AI creates new therapeutic proteins from scratch, an innovative and cost-effective technique
⇧ [VIDÉO] You may also like this partner content (post ad)
Proteins de novo Functional proteins with limited homology to natural proteins were designed using large learning models. But this technology is time-consuming and expensive. Recently, a small startup in California used artificial intelligence based on a text generation learning model, such as ChatGPT, to design new functional antibacterial proteins. This new way would allow the development of new drugs in a shorter period of time.
Directed evolution has been shown to be highly effective in finding variants of known proteins with improved properties. Indeed, remember that directed evolution is used in protein engineering and is used to mimic the process of natural selection to “direct” the evolution of proteins for a specific purpose, such as the development of sustainable treatments for as-yet-unknown diseases. to patent restrictions or, for example, to new enzymes that can break down non-recyclable plastics. This technique was awarded the Nobel Prize in Chemistry in 2018.
However, designing proteins that are not identical to proteins in nature is extremely difficult. Until now, the field has relied on two traditional methods: expensive and time-consuming searches for proteins that exist in nature, or trying to make small changes to an existing protein in the hope of achieving the desired result.
Artificial intelligence can provide a smart way to take on this tedious task of protein design. A protein is nothing more and nothing less than an arrangement of amino acids connected by peptide bonds, these amino acids are like coordinated words in a sentence. ChatGPT has already demonstrated its effectiveness in successfully passing law and economics exams by consistently generating text.
Recently, based on this principle, Berkeley (California) startup Profluent, in collaboration with the University of California San Francisco (UCSF), used deep generative models to “teach the language of biology” to artificial intelligence and designed new functional functions. proteins. Empirical models are developed on large-scale data. Their work is published in the journal Nature Biotechnology.
ProGen, a revolution for biological engineering
Like language models for text, Profluent models are built on large-scale data, but instead of adjectives and nouns, they learn the “language of the genetic code.”

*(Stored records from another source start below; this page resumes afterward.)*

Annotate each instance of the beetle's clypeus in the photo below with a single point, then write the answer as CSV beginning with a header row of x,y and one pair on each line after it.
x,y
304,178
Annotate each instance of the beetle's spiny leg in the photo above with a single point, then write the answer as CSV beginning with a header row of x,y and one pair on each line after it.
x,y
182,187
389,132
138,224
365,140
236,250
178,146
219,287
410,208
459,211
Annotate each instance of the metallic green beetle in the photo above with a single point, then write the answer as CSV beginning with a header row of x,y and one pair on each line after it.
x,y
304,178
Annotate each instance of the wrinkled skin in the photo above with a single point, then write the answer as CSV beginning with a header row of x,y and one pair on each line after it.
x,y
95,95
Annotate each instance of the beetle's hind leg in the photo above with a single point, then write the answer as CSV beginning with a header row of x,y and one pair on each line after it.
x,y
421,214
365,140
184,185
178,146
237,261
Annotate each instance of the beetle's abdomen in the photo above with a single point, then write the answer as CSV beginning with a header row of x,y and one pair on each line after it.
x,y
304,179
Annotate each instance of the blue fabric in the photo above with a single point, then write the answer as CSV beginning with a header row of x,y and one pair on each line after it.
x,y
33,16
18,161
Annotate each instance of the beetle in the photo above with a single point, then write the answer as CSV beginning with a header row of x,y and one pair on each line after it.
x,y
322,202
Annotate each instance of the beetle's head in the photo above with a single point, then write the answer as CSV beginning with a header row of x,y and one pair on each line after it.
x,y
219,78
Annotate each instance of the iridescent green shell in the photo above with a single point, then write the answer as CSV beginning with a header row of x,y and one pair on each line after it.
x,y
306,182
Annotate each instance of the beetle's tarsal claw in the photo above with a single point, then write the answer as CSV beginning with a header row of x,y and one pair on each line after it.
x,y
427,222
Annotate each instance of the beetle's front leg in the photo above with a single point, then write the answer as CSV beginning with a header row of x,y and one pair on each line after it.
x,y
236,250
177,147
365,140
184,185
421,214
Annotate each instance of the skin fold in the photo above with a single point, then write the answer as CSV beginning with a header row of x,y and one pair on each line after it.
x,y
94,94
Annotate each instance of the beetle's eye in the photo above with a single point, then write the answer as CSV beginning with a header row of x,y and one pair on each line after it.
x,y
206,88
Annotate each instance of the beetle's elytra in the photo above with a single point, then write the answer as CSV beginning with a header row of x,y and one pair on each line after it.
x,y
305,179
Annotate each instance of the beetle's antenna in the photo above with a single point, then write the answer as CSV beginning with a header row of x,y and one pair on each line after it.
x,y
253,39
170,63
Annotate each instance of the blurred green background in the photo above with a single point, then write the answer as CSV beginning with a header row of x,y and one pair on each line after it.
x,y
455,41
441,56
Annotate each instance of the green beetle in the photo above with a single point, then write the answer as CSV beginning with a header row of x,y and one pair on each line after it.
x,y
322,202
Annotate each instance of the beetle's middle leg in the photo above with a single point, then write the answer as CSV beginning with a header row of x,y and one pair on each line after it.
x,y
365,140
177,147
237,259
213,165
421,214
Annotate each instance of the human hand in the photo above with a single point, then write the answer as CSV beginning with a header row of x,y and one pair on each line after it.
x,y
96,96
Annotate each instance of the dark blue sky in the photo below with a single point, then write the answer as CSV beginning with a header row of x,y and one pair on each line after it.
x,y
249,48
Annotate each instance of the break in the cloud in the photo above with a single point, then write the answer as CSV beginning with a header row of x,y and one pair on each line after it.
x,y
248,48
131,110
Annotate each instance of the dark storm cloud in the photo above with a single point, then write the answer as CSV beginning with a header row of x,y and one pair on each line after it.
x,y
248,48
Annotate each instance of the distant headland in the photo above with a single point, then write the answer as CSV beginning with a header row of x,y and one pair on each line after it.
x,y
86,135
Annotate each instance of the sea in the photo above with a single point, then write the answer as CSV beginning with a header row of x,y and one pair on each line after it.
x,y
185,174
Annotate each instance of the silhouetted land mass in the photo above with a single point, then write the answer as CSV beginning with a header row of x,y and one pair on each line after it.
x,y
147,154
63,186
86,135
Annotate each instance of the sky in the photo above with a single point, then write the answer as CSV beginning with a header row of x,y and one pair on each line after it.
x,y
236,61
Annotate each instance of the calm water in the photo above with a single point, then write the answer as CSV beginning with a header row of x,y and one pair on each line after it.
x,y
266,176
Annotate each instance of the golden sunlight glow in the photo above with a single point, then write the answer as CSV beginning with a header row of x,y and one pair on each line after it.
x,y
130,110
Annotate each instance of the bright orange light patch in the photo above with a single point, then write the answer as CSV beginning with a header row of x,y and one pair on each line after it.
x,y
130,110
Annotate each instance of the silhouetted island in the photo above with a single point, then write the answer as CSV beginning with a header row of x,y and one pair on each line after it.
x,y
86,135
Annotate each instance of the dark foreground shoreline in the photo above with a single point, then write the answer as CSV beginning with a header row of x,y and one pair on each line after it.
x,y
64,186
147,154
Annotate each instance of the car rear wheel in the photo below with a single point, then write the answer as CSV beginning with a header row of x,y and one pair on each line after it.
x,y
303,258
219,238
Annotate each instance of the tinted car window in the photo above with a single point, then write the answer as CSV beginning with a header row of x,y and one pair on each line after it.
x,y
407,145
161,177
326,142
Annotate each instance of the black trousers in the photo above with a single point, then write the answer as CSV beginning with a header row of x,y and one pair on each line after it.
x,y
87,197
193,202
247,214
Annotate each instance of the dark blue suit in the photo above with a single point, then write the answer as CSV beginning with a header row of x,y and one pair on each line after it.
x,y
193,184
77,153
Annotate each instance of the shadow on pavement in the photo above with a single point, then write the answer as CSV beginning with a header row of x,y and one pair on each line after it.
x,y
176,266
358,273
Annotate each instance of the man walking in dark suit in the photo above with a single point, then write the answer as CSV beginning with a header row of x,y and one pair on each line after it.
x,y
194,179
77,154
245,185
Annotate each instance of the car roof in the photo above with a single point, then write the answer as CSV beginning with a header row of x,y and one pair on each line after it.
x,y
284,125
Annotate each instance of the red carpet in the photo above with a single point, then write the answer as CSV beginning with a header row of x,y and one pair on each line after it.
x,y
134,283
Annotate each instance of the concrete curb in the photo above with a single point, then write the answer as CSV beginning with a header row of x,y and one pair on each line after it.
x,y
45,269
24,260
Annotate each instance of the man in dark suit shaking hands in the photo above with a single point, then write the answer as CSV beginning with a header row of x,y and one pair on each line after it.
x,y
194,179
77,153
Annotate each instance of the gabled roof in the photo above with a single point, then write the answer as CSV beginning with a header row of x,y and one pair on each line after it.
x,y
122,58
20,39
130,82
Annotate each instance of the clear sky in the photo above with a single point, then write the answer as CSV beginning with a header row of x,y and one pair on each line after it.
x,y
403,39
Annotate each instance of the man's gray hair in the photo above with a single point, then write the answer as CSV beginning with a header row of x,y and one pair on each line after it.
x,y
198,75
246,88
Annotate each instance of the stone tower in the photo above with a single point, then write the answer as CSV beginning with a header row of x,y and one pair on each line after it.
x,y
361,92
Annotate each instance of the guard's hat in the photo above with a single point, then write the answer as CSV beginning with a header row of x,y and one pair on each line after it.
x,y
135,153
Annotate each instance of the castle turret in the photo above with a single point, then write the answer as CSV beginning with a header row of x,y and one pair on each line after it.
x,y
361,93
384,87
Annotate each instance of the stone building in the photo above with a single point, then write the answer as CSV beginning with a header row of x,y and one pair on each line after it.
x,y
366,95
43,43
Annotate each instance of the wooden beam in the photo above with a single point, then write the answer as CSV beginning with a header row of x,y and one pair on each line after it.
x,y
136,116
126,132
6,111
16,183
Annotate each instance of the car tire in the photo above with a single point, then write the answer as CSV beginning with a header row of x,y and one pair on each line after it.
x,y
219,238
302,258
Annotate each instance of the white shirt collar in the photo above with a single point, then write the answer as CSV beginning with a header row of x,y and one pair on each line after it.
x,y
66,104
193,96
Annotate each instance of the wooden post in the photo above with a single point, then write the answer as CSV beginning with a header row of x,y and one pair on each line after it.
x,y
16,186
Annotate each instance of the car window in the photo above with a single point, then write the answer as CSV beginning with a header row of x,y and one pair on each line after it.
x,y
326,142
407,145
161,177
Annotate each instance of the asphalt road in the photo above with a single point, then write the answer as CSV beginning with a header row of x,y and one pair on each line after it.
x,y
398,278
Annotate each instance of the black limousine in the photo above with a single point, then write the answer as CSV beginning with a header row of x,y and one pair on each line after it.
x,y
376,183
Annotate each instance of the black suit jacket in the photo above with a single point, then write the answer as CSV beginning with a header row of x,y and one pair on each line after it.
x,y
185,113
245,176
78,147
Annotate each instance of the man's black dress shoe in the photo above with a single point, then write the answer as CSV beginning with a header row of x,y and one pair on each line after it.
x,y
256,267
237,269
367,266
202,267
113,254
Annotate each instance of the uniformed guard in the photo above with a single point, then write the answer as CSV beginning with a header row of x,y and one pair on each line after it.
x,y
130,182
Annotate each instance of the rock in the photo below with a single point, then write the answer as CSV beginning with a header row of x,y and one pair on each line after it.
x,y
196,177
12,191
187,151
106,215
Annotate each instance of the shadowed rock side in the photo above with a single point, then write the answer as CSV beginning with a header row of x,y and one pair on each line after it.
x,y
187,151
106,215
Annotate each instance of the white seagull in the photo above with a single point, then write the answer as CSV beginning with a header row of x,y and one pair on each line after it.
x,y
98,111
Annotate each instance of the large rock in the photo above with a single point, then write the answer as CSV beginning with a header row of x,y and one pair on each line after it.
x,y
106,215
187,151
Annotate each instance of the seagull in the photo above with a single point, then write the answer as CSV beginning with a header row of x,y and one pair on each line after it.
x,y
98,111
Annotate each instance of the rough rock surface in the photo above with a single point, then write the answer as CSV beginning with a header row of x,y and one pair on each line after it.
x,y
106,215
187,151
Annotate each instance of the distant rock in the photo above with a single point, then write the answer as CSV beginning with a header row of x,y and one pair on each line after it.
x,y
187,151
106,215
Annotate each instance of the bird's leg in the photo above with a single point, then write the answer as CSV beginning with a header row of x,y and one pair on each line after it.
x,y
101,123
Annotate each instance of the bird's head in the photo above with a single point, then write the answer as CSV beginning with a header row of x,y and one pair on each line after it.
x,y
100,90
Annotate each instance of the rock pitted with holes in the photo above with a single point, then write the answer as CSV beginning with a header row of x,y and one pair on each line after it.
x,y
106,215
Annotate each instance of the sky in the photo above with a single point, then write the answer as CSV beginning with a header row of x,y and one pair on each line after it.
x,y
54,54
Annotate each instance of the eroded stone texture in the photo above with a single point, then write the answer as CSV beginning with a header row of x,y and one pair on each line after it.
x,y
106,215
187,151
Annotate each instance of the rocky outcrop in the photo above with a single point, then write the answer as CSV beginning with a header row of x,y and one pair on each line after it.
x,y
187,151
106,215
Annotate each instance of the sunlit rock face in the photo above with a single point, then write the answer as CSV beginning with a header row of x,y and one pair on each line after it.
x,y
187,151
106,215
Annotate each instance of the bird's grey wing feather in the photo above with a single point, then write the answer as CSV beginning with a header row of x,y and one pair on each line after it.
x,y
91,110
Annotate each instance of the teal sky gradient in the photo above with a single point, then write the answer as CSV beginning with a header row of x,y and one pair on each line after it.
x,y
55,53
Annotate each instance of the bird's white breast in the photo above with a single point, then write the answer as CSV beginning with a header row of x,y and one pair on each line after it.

Experienced founder Ali Madani explained in his statement: As companies experiment with exciting new biotechnologies like genome editing with CRISPR, changing what nature gave us, we do something different. We use artificial intelligence and large language models to enable ChatGPT to learn the basic language of biology and design new proteins with the potential to treat disease. “.
To create their model, the scientists fed the amino acid sequences of 280 million different proteins of each species into a machine learning model and allowed it to integrate the information over several weeks. Next, they refined the model by priming it with 56,000 sequences from five lysozyme families, along with contextual information about these proteins.
The model quickly generated a million sequences, and the research team selected 100 to test based on natural protein sequences as well as the natural “grammar” and “semantics” of amino acids underlying the AI-generated proteins.
From this first batch of 100 proteins, the team made five artificial proteins to test in cells and compared their activity to an enzyme found in egg whites known as hen egg white lysozyme (HEWL). Similar lysozymes are found in human tears, saliva and milk, where they fight bacteria and fungi.
In particular, two of the artificial enzymes were able to cleave bacterial cell walls with comparable activity to HEWL, but their sequences were about 18% identical to each other. The two sequences were approximately 90% and 70% identical, respectively, to any known protein.
A single mutation in a natural protein can prevent it from working. But the team found that the AI-created enzymes showed activity despite only 31.4% similarity between their sequence and that of a known natural protein.
Considering that AI was able to learn how enzymes should be designed just by studying raw sequence data. The atomic structures of the artificial proteins, as measured by X-ray crystallography, appeared “correct,” even though the sequences were unlike anything known.
Use of ProGen for drug production
You should know that Salesforce Research developed ProGen in 2020 based on a type of natural language programming that its researchers originally developed to generate English text. They knew from their previous work that an AI system could learn the grammar and meaning of words on its own, as well as other basic rules for well-written writing.
Nikhil Naik, PhD, director of artificial intelligence research at Salesforce Research and lead author of the study, said in a statement from UCSF: When you train sequence-based models with lots of data, they are really strong at learning structure and rules. They learn which words can go together “.
The design options with proteins are almost endless. Lysozymes are small like proteins, containing up to 300 amino acids. However, there are 20,300 possible combinations with only 20 possible amino acids, and for lysozymes this number is enormous.
Given the unlimited possibilities for the authors, it is remarkable that the model can generate working enzymes so easily. Ali Madani concludes: This is a versatile new tool available to protein engineers, and we look forward to seeing therapeutic applications. “.